The Chairman and CEO of Baker Hughes, Lorenzo Simonelli, said “As an energy technology company, Baker Hughes is committed to taking energy forward, making it safer, cleaner, and more efficient for people and the planet. Our participation at COP28 as an Associate Pathways Partner reflects our commitment to addressing climate change and building partnerships that drive energy security, sustainability and affordability. In 2019, we became one of the first companies in our industry to make a public commitment to reduce our operational emissions by 50 percent by 2030 and achieve net zero by 2050. We strongly believe that solutions and technologies, in areas such as CCUS, hydrogen, emissions abatement, and digital, can play a significant role in driving a more sustainable future across industries, enabling us to reach our collective targets to tackle climate change.”

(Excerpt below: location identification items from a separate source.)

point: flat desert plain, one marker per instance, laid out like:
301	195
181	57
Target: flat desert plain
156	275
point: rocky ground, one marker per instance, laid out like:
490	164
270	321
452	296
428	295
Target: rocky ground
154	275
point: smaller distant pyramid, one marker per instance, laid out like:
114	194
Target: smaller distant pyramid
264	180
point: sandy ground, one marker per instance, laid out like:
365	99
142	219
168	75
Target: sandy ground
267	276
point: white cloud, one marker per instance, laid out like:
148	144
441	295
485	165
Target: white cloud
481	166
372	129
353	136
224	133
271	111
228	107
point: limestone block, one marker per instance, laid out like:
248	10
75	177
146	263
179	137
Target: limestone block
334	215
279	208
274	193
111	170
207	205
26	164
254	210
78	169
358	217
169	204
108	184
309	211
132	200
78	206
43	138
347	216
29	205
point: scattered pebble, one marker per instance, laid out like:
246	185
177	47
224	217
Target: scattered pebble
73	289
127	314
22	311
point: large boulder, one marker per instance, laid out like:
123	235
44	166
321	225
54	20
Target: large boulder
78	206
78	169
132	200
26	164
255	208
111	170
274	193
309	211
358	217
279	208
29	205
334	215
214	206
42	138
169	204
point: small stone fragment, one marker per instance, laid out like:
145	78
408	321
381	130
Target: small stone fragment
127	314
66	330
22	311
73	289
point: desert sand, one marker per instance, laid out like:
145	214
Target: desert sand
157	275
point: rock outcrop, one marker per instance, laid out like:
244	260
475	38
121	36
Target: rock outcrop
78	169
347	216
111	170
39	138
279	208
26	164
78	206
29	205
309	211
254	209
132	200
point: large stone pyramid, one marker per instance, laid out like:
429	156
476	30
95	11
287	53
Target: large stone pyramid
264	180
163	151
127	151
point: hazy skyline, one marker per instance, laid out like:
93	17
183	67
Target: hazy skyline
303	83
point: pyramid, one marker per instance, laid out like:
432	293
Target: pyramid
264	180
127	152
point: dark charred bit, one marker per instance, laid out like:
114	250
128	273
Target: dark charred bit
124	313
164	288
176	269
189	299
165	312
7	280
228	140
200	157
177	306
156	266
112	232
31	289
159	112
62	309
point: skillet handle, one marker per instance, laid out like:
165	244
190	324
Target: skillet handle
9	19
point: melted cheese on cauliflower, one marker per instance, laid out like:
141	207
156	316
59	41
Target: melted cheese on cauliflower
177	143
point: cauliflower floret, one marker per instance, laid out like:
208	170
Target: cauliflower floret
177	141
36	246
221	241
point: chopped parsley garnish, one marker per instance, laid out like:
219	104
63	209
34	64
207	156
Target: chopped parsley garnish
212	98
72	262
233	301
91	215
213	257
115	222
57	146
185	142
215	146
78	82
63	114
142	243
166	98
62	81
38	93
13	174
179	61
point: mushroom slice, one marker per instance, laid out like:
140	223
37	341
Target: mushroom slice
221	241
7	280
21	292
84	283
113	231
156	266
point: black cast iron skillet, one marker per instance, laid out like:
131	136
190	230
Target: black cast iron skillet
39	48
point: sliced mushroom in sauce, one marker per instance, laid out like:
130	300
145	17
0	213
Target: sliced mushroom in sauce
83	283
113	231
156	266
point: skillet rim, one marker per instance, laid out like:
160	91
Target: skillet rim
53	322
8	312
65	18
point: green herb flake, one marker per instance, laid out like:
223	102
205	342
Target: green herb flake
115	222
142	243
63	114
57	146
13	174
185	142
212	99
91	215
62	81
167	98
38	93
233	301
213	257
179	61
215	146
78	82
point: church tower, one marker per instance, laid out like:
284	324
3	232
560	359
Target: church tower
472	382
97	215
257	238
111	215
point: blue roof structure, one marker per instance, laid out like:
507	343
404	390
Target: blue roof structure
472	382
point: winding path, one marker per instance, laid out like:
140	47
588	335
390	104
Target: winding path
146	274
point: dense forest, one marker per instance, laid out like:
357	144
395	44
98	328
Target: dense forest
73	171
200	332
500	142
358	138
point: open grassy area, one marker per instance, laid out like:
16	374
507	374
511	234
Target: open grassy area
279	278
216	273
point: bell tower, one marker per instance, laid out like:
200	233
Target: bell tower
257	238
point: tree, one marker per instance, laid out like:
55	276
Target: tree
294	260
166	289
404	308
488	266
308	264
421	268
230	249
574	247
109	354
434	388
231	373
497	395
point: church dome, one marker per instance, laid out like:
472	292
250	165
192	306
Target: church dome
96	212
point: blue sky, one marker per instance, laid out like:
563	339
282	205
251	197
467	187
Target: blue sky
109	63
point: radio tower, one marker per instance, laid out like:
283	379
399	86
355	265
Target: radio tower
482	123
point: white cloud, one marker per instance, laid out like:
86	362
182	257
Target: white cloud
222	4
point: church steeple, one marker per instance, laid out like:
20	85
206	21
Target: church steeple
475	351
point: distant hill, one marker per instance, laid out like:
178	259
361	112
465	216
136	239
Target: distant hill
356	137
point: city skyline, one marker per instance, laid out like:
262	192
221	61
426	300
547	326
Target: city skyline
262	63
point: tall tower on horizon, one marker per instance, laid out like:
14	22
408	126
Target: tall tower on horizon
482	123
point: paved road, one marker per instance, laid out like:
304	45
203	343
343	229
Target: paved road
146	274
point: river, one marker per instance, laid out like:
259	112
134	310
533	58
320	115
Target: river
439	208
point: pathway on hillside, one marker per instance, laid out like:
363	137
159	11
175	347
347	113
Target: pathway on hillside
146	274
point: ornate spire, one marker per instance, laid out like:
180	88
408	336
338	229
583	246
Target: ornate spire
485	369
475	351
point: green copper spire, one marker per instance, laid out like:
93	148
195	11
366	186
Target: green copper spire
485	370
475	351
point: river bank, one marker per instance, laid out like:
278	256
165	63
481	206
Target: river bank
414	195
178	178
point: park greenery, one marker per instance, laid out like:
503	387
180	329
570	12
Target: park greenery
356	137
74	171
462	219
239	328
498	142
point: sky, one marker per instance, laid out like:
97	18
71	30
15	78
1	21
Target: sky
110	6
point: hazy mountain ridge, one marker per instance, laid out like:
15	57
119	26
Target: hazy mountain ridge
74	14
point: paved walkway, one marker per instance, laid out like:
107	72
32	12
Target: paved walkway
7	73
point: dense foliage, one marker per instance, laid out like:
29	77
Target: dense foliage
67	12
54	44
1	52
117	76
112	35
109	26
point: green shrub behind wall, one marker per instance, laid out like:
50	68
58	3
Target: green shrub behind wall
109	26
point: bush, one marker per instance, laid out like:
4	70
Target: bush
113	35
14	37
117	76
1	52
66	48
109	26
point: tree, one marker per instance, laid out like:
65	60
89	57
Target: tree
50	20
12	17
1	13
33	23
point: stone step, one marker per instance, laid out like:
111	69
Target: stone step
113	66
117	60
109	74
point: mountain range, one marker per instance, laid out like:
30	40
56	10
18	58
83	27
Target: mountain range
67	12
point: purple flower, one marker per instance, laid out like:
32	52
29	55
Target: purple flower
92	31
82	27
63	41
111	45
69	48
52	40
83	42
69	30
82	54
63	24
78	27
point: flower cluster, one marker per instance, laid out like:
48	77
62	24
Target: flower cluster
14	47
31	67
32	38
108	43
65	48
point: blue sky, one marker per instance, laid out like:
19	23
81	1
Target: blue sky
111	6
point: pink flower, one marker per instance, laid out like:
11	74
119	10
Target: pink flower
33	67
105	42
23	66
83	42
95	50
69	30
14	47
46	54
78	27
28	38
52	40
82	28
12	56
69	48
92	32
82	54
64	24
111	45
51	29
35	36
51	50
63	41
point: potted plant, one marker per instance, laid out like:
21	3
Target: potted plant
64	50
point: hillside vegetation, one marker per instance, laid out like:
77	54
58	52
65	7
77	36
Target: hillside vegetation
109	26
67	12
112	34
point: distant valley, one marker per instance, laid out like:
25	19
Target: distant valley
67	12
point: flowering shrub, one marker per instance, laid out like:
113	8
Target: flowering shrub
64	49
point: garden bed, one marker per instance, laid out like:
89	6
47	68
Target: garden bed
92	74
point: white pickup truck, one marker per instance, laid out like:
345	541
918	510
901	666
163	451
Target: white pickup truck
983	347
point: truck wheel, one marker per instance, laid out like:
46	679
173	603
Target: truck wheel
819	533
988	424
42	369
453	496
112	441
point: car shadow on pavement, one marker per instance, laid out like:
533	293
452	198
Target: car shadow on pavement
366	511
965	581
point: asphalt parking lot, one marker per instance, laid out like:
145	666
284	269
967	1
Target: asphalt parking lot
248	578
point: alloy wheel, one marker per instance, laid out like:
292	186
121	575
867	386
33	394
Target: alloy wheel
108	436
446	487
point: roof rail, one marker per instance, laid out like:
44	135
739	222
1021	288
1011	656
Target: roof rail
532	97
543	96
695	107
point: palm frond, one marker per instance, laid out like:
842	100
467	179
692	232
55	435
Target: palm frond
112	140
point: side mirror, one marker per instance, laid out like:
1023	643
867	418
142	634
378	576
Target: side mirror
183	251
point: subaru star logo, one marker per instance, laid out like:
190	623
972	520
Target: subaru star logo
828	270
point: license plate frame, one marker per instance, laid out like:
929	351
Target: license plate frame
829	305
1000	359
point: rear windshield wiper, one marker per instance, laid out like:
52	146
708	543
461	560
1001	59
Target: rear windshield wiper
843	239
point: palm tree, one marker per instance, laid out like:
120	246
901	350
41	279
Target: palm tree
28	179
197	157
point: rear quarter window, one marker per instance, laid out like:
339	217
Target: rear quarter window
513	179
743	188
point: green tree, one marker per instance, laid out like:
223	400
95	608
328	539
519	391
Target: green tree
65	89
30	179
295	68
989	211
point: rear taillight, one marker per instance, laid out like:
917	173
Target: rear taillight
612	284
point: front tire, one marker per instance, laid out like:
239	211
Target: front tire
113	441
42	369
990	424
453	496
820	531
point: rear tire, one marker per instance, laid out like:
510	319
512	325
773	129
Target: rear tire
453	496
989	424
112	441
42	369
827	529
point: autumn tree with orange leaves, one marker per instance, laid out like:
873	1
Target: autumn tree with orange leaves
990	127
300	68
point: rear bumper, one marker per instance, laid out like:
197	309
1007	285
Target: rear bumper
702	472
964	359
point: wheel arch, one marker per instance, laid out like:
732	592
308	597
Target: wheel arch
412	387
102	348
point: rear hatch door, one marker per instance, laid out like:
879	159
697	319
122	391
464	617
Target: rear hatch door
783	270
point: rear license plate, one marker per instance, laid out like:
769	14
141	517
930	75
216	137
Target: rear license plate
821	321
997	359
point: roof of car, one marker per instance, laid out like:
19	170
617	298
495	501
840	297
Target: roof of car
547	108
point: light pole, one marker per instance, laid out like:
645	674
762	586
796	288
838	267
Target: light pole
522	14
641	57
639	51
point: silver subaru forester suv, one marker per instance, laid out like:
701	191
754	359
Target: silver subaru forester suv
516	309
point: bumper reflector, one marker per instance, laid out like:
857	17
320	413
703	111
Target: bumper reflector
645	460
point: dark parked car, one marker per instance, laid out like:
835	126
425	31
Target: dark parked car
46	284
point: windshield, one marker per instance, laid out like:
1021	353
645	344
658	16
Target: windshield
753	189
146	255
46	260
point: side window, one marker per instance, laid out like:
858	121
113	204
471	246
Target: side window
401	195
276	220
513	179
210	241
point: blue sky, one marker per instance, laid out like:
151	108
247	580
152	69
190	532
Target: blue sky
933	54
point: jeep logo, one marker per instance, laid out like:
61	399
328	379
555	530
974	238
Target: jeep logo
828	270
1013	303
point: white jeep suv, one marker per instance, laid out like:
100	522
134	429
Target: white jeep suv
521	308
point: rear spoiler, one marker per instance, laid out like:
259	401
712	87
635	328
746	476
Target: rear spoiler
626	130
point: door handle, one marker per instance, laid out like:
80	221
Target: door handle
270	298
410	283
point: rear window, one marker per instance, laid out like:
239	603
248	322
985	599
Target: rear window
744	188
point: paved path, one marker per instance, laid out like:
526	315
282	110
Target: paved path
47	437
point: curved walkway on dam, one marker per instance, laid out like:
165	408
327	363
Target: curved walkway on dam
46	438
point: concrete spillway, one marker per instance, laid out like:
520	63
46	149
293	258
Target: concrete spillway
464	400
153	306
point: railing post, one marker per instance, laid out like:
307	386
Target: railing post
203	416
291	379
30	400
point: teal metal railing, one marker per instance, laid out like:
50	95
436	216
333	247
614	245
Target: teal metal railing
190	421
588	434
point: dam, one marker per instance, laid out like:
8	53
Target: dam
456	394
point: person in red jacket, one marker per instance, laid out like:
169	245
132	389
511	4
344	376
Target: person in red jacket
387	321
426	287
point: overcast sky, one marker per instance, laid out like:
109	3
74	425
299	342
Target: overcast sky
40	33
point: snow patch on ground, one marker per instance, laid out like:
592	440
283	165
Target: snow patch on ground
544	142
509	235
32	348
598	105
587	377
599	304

The CEO of Emirates Global Aluminium, Abdulnasser Bin Kalban said, “Aluminum is an essential material for decarbonisation economy-wide, as part of everything from electricity distribution infrastructure to mass transit systems to solar panels. To decarbonise aluminium production itself, we must work with other industries as many of the technical and commercial challenges are shared. COP28 is playing an important role in bringing industries together to collaborate in the interest of humanity’s future.”
ADIPEC 2023 is taking place from 2nd-5th October at the Abu Dhabi National Exhibition Centre and is being held under the theme of “Decarbonising. Faster. Together.”